The goal is to destroy the credibility of the victim and create doubt that she denied his advances at any point of the encounter. The success of the argument is predicated on having a jury that believes that girls and women only sit in one of two places sexually: They are either virgin pure or they have no boundaries. If you believe that women’s sexuality resides on a spectrum, then a girl engaging in some groping is not a predictor of whether she consented to intercourse.

Our justice system conducts the trial of Labrie and other alleged attackers under the auspice of “innocent until proven guilty.” However, victims are not given the same even-handed treatment.
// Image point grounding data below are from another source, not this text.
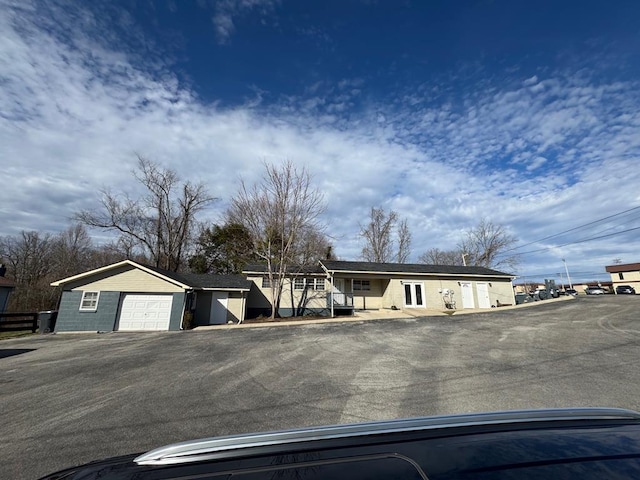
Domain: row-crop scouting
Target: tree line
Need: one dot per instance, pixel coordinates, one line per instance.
(275, 222)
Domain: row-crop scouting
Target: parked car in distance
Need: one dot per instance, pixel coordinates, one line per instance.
(582, 443)
(594, 291)
(625, 290)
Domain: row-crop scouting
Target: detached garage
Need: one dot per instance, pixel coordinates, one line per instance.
(129, 296)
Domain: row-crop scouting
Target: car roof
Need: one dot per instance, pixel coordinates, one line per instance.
(281, 442)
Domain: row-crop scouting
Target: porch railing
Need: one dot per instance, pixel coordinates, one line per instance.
(340, 300)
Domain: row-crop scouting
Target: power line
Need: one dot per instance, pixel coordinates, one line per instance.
(579, 241)
(572, 229)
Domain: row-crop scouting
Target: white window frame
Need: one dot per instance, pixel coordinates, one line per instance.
(362, 285)
(319, 284)
(312, 283)
(93, 304)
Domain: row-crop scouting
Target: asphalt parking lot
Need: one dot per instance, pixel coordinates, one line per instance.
(69, 399)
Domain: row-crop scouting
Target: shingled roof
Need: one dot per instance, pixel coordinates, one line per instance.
(291, 270)
(371, 267)
(186, 280)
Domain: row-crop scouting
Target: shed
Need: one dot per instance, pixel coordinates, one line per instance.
(130, 296)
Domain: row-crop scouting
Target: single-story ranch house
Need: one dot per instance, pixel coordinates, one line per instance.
(130, 296)
(338, 287)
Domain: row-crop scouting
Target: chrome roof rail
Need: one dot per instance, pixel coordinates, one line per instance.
(216, 447)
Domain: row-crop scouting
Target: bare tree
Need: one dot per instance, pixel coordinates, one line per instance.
(435, 256)
(72, 251)
(487, 245)
(28, 257)
(160, 224)
(404, 242)
(379, 240)
(277, 212)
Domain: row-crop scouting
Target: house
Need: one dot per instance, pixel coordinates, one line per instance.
(340, 287)
(6, 287)
(131, 296)
(304, 291)
(625, 274)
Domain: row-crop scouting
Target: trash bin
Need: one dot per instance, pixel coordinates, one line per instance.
(47, 321)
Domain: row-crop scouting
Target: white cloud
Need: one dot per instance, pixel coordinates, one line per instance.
(539, 161)
(227, 10)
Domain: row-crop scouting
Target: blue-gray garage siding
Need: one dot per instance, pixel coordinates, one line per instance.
(103, 319)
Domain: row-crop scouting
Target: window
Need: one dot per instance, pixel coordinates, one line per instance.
(311, 283)
(299, 283)
(89, 301)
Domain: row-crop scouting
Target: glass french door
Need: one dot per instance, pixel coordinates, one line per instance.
(413, 294)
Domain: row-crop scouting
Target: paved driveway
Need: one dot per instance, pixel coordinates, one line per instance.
(67, 399)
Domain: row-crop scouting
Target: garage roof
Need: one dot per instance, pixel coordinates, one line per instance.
(206, 281)
(184, 280)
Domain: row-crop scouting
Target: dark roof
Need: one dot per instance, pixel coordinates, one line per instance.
(292, 270)
(626, 267)
(196, 280)
(369, 267)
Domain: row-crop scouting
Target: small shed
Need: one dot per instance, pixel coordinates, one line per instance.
(130, 296)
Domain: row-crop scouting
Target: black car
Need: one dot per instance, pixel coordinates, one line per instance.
(564, 443)
(625, 290)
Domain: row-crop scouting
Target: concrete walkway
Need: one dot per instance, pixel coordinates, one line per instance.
(383, 314)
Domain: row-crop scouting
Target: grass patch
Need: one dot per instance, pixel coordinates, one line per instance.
(7, 335)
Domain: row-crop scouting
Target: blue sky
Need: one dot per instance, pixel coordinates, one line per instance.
(527, 113)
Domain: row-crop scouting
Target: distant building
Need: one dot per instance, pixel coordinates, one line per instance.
(625, 274)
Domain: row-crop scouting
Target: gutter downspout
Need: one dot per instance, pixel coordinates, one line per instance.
(331, 276)
(244, 307)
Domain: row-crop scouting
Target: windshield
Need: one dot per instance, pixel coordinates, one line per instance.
(221, 217)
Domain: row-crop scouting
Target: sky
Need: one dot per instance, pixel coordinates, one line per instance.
(523, 113)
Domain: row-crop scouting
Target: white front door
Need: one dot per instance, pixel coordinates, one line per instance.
(467, 295)
(413, 294)
(338, 292)
(482, 288)
(219, 303)
(145, 312)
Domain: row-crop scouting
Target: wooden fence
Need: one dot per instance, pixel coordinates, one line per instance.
(18, 322)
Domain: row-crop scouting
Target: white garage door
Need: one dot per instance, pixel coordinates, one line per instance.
(145, 312)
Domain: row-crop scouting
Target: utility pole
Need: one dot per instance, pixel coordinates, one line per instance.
(567, 270)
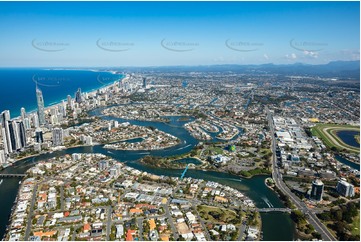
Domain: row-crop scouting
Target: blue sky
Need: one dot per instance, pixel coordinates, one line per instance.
(98, 34)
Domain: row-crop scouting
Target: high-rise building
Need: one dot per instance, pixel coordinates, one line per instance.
(317, 190)
(39, 136)
(23, 113)
(103, 165)
(144, 83)
(78, 97)
(2, 157)
(22, 133)
(345, 189)
(70, 102)
(27, 123)
(35, 120)
(58, 136)
(40, 101)
(17, 135)
(5, 118)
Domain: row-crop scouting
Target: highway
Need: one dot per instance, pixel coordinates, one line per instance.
(311, 216)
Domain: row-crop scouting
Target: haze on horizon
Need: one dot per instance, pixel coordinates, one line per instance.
(78, 34)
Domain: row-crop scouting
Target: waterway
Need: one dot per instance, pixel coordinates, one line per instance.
(254, 188)
(348, 137)
(347, 162)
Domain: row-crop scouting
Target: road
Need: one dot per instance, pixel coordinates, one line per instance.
(242, 231)
(62, 202)
(170, 220)
(30, 215)
(109, 221)
(140, 227)
(312, 218)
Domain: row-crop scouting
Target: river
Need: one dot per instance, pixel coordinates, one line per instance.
(348, 137)
(254, 187)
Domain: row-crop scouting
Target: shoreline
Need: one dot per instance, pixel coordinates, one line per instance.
(91, 91)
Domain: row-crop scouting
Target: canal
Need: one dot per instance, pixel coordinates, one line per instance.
(254, 188)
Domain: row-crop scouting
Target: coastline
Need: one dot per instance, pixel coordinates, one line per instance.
(88, 91)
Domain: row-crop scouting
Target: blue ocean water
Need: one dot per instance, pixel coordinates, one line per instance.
(17, 86)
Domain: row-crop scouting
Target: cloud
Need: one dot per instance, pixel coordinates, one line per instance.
(292, 56)
(349, 54)
(312, 54)
(219, 59)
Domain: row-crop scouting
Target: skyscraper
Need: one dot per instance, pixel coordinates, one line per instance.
(17, 135)
(345, 189)
(317, 190)
(144, 83)
(23, 113)
(39, 136)
(78, 98)
(58, 138)
(40, 101)
(2, 157)
(5, 118)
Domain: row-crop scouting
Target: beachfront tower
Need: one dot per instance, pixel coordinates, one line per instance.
(78, 98)
(40, 102)
(317, 190)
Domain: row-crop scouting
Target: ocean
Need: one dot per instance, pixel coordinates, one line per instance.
(17, 85)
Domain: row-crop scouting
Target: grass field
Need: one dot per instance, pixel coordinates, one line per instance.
(217, 215)
(356, 225)
(327, 133)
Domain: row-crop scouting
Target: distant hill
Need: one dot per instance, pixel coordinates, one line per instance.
(340, 69)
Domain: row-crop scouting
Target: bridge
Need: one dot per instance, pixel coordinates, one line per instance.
(11, 175)
(266, 210)
(184, 172)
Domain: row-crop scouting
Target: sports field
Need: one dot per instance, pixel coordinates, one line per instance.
(328, 134)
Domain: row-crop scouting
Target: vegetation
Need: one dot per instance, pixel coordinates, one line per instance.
(319, 131)
(344, 220)
(218, 215)
(254, 172)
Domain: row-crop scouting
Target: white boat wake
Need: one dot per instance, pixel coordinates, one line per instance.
(269, 204)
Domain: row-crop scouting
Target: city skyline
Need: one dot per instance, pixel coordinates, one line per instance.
(177, 33)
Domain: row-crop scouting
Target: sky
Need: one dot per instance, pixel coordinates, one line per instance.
(101, 34)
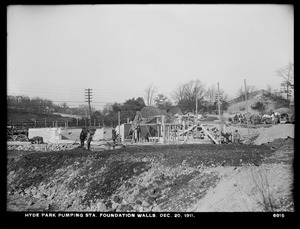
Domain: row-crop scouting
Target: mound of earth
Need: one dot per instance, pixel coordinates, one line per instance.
(149, 111)
(138, 179)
A “no” to a ramping up of a sexual encounter is considered null until the victim proves she really meant it.

No wonder sexual assaults are under-reported. The New York Times reports that the victim was concerned about peer reaction even as she was being raped:

In graphic detail, with a mix of poise, sorrow and anger, she accused Mr. Labrie of violating her trust and her body, while noting that even as what she described as the assault was happening, she worried about offending him or drawing ridicule from other students at St. Paul’s.

If she’d thought far enough ahead, she would have also been worried about the justice system that is supposed to protect her.